Advocacy for Engineering Education Builds Coast to Coast
October 08, 2011
Recently, Ioannis Miaoulis, Museum of Science president and National Center for Technological Literacy® (NCTL®) founding director, met with Senator John Kerry in Washington, DC, (photo on right), successfully seeking his support for the Engineering Education for Innovation (E2) Act (S.969). Sen. Kerry's support of the bill, introduced by Senators Kirsten Gillibrand (D-NY) and Olympia Snowe (R-ME), gives it five Senate cosponsors. The House bill (H.R.1951), introduced by Representative Paul Tonko (D-NY), has 12 cosponsors. This bill will help more states to realize the potential of K-12 engineering. The NCTL is working to incorporate the bill into the reauthorization of the Elementary and Secondary Education (ESEA) Act, currently known as the No Child Left Behind (NCLB) Act.
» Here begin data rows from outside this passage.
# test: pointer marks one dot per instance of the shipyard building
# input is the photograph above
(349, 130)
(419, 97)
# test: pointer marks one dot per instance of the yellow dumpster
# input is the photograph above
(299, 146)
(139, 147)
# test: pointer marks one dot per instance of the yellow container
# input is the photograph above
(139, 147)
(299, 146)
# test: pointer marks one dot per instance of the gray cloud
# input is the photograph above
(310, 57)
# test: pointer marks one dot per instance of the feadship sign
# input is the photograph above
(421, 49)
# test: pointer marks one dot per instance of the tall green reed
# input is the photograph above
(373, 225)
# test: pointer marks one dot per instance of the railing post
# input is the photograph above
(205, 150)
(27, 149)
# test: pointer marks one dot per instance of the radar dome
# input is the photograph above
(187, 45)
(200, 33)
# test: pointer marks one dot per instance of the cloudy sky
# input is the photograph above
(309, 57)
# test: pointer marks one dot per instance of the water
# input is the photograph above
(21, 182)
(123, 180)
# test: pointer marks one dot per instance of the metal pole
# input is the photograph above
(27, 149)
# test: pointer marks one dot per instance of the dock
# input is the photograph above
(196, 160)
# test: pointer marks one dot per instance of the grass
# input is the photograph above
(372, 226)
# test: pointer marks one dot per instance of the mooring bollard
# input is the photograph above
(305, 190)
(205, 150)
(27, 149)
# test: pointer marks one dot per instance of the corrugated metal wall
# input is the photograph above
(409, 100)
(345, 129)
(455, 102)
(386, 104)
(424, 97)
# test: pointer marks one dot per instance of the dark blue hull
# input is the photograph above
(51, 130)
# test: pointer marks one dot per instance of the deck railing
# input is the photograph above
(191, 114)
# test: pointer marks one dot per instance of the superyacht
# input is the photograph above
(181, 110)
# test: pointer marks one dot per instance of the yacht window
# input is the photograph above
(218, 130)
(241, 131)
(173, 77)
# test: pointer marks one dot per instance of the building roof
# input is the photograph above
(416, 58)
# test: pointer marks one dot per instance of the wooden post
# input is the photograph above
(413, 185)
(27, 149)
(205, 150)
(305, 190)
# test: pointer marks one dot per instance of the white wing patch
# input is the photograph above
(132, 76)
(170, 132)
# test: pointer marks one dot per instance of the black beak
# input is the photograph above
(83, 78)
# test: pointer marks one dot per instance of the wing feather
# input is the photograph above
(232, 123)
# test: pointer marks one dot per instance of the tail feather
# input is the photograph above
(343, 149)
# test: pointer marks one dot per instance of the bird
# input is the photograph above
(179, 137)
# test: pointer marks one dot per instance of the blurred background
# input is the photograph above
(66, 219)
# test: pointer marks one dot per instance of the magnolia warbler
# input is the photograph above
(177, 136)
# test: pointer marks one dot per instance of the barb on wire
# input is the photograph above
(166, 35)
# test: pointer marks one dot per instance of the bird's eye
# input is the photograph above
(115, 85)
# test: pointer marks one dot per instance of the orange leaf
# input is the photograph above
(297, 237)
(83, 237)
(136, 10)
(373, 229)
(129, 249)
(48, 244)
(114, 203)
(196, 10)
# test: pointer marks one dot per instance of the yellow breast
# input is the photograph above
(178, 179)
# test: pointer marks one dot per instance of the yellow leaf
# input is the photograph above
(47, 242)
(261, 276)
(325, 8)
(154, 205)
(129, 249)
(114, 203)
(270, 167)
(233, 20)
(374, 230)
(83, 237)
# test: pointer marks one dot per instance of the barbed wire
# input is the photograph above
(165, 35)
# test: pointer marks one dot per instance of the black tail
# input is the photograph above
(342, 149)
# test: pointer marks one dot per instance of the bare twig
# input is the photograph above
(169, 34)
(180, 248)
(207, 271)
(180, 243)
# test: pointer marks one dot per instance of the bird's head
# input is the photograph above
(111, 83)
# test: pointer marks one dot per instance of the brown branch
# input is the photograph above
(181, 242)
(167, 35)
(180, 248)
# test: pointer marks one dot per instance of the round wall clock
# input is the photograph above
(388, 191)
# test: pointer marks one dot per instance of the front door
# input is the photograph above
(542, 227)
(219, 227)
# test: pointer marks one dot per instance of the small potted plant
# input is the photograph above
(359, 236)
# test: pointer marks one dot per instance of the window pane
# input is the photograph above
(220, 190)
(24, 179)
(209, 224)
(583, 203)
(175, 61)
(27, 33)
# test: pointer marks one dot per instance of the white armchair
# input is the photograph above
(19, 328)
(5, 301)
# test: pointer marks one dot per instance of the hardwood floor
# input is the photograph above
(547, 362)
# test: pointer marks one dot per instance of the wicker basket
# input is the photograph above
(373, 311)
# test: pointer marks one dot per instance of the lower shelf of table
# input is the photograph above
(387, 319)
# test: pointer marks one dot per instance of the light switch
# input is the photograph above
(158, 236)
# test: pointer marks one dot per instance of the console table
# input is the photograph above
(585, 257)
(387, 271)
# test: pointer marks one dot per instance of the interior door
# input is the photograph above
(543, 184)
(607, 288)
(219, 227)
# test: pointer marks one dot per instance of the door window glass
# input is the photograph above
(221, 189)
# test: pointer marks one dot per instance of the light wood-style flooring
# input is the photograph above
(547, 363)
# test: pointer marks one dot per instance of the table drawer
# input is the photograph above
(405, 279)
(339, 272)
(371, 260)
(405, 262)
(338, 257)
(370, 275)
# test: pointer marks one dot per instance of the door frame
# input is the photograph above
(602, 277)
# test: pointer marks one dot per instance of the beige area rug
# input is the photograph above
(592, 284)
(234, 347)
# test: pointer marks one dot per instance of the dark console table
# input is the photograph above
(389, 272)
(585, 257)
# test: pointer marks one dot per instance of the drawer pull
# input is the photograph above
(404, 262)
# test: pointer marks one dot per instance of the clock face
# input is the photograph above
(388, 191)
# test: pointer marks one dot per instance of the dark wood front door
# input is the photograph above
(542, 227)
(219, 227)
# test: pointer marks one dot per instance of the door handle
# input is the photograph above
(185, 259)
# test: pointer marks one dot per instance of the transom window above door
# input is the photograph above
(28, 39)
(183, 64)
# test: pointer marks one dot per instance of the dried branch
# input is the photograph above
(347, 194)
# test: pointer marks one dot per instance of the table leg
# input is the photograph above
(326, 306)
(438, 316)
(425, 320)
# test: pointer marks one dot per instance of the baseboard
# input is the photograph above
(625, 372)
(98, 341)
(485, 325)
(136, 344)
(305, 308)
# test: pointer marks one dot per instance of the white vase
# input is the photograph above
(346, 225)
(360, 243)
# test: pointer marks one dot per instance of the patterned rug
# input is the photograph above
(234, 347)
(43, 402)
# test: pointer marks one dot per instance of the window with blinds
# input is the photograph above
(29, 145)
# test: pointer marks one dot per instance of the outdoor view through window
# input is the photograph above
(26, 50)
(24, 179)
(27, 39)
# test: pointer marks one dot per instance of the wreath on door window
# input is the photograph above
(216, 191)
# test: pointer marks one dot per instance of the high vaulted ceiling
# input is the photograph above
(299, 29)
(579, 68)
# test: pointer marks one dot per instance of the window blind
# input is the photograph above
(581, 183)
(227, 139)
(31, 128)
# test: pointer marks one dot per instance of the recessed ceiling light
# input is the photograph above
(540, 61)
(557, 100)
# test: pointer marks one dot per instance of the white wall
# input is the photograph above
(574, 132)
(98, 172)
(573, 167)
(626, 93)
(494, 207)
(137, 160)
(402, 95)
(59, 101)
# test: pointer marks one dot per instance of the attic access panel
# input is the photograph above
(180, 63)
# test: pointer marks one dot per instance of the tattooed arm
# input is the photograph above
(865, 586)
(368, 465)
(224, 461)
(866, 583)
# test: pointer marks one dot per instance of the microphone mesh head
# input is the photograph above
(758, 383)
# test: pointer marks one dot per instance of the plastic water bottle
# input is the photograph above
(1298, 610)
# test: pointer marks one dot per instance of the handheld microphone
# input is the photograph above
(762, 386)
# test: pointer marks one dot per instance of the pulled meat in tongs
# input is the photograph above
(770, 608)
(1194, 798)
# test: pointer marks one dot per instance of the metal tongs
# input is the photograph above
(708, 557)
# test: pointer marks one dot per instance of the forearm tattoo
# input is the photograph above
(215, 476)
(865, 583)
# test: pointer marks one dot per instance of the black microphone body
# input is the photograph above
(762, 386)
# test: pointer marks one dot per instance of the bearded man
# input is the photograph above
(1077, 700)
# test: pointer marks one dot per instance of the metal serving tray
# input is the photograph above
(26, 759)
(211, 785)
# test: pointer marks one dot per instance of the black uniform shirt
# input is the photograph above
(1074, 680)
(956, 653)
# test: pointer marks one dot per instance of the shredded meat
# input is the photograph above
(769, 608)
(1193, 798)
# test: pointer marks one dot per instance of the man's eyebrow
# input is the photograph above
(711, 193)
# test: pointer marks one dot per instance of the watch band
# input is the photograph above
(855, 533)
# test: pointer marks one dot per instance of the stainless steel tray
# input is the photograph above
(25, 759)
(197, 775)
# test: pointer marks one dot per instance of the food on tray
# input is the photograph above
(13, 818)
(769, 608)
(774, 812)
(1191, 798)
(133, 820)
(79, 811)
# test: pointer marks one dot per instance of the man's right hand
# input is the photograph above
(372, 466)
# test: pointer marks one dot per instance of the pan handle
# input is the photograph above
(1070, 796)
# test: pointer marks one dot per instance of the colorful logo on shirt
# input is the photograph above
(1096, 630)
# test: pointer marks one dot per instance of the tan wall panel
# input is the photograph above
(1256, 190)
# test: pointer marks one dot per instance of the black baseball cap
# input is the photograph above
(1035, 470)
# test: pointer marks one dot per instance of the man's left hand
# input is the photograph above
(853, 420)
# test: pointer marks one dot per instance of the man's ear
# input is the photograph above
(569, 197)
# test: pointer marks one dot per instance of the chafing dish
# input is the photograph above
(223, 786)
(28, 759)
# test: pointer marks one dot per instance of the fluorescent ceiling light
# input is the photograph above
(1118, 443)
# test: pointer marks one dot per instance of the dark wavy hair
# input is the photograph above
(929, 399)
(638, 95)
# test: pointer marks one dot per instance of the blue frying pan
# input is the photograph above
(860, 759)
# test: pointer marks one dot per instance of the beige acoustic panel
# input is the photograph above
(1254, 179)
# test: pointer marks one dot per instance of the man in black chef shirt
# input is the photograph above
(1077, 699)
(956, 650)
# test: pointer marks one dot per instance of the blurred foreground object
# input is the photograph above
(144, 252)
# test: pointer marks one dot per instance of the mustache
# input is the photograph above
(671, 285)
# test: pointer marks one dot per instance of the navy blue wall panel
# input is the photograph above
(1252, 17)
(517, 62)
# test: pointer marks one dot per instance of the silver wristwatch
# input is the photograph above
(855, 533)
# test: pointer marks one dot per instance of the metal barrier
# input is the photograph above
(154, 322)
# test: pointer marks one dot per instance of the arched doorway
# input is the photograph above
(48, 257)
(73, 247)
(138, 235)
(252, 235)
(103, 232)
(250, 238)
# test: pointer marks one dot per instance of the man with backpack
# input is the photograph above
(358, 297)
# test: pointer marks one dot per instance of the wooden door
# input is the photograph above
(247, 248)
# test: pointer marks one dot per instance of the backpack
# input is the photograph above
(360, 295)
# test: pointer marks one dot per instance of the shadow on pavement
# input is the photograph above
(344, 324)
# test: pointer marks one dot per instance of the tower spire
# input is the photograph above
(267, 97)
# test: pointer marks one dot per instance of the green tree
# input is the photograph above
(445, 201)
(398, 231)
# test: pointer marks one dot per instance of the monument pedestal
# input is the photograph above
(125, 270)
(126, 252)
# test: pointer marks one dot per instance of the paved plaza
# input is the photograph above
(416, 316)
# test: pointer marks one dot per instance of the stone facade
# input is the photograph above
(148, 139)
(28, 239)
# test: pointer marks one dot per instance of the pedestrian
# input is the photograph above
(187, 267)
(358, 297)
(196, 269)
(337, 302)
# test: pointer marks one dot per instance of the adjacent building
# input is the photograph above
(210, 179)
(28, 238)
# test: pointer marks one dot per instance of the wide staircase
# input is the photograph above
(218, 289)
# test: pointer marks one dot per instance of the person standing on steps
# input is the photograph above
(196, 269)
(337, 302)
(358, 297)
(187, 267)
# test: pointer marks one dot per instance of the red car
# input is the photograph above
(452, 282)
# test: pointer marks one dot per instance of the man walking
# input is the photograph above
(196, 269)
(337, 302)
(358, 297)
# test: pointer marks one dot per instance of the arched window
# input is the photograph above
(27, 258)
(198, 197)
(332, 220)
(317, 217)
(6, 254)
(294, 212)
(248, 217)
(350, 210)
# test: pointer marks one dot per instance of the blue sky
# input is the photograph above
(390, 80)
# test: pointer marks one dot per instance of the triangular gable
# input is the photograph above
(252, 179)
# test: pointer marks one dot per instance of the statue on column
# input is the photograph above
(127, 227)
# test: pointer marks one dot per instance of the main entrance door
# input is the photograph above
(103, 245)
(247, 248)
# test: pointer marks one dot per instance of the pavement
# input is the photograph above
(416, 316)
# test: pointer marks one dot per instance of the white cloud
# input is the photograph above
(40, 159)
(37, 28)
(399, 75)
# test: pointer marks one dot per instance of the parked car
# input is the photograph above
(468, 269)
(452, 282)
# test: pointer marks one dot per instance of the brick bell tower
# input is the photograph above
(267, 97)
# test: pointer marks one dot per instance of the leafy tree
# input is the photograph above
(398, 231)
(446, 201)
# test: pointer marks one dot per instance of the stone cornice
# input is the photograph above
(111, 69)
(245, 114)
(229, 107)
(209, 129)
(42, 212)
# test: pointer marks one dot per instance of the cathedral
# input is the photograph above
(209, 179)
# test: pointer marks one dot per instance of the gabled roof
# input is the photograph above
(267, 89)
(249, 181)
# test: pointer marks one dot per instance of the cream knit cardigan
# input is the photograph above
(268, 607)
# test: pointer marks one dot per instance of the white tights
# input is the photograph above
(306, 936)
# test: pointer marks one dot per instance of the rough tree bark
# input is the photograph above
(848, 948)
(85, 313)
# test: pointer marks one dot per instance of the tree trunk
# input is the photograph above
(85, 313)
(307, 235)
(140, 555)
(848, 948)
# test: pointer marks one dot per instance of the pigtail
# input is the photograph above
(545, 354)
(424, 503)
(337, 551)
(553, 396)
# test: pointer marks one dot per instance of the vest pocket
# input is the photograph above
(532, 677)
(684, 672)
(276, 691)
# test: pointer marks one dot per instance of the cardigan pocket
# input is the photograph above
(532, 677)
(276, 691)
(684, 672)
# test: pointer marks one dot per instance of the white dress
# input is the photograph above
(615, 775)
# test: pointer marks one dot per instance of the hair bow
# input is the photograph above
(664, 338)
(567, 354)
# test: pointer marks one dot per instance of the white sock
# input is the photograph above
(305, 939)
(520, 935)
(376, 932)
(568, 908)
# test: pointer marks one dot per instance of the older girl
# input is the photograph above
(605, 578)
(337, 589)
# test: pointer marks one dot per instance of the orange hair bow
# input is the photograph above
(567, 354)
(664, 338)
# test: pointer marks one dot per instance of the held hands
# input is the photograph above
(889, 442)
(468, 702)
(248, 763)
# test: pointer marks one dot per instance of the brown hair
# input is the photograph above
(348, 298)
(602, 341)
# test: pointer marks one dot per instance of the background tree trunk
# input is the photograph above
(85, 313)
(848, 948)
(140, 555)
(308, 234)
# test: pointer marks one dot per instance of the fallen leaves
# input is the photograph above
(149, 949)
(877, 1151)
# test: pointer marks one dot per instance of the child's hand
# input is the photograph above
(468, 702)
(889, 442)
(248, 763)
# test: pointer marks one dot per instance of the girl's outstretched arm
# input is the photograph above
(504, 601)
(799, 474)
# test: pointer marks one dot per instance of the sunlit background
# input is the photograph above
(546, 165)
The new Science Framework that will include significant engineering components makes this bill even more relevant. To encourage your members of Congress to cosponsor this bill, feel free to use the sample letter below.
In July, Senator Jeff Merkley (D-OR), a member of the Senate Committee on Health, Education, Labor, and Pensions (HELP), held a field hearing in Portland on "Educating Our Children to Succeed in the Global Economy." Oregon Museum of Science & Industry (OMSI) president Nancy Stueber, who is also president of the Association of Science-Technology Centers (ASTC), testified that science museums offer high quality teacher professional development and urged Sen. Merkley to give science museums the opportunity to compete directly for federal programs supporting STEM teachers and students.
"Science centers are ideal places to help educators fully integrate STEM concepts in their classrooms," said Stueber, who outlined several OMSI programs, adding that "the Museum of Science, Boston has developed K-12 engineering curricula and a network of teacher professional development programs to deliver technology and engineering education across the country. This is especially noteworthy, as Oregon recently incorporated engineering into their K-12 science standards, and engineering will have a significant presence in the Next Generation science standards."
On August 26, Merkley announced legislation to increase student access to courses in STEM subjects and provide more resources to recruit, train, and support STEM teachers. Hillsboro High School engineering and technology teacher Don Domes said, "The need for our students to be able to compete in the global economy requires more emphasis on STEM education." Sen. Merkley has discussed the bill with HELP committee chair Sen. Tom Harkin (D-IA), and will seek to include it in the committee's rewrite of ESEA.